Communities can switch relays by switching relays. It's the same as switching pubkeys would be, there has to be an authoritative identity. If that has to change, then it has to change. Pubkeys can't be censored by DNS, but they're harder to change. It's a trade-off, but communities need a host in any case, so it's easier to start there. Once you select a relay url, you can follow its pubkey to get updates on the relay's new location, then update your memberships from there.
I don't understand your second question. I don't know what a targeted publication is, but if it needs to be replaceable then model it that way.

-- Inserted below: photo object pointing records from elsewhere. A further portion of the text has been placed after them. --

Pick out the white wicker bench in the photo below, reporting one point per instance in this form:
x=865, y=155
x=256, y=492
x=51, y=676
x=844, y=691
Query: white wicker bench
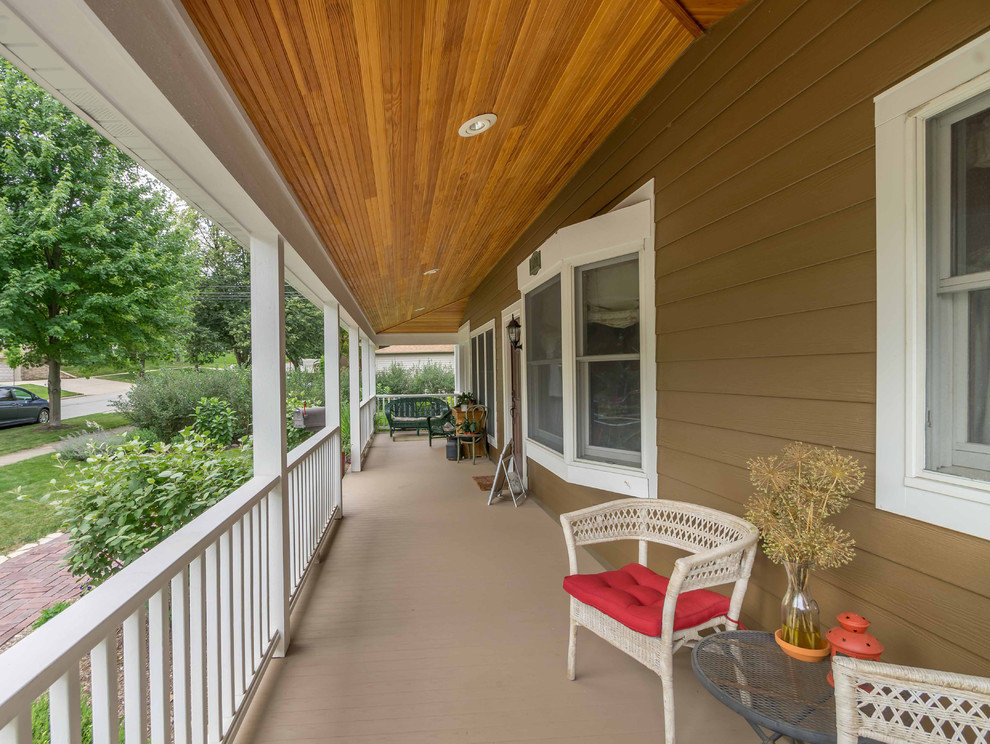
x=903, y=704
x=722, y=548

Cross-posting doesn't have to be surfaced in the UX. Just create multiple events under the hood, like we do with DMs. When you DM someone, two events get published, but it only ever shows up as one message. Just have a button that says "post to x, y, z communities". Depending on how you do it, you might publish one event to multiple relays, a root event to your relay with three reposts with h tags, or just three copies of the event each with a different h tag. All three are legitimate approaches.
A relay is a service.
I need to be able to switch service provider, at any time.
When you make the relay url the ID, you need to own a domain name to switch services under the hood. And even then, you're still not really sovereign.
When you make the key the ID, you only need that to switch relay, blossom server, mint, etc... Same pattern for everything. Same pattern to teach my customers, once.
I'm not talking about switching IDs.
That's the same problem/opportunity we have for profiles in general.
Thread collapsed
True, crossposting and all the other things you list can be hidden and can work. They're just in no way as simple and transparent as the Targeted Publication event I propose.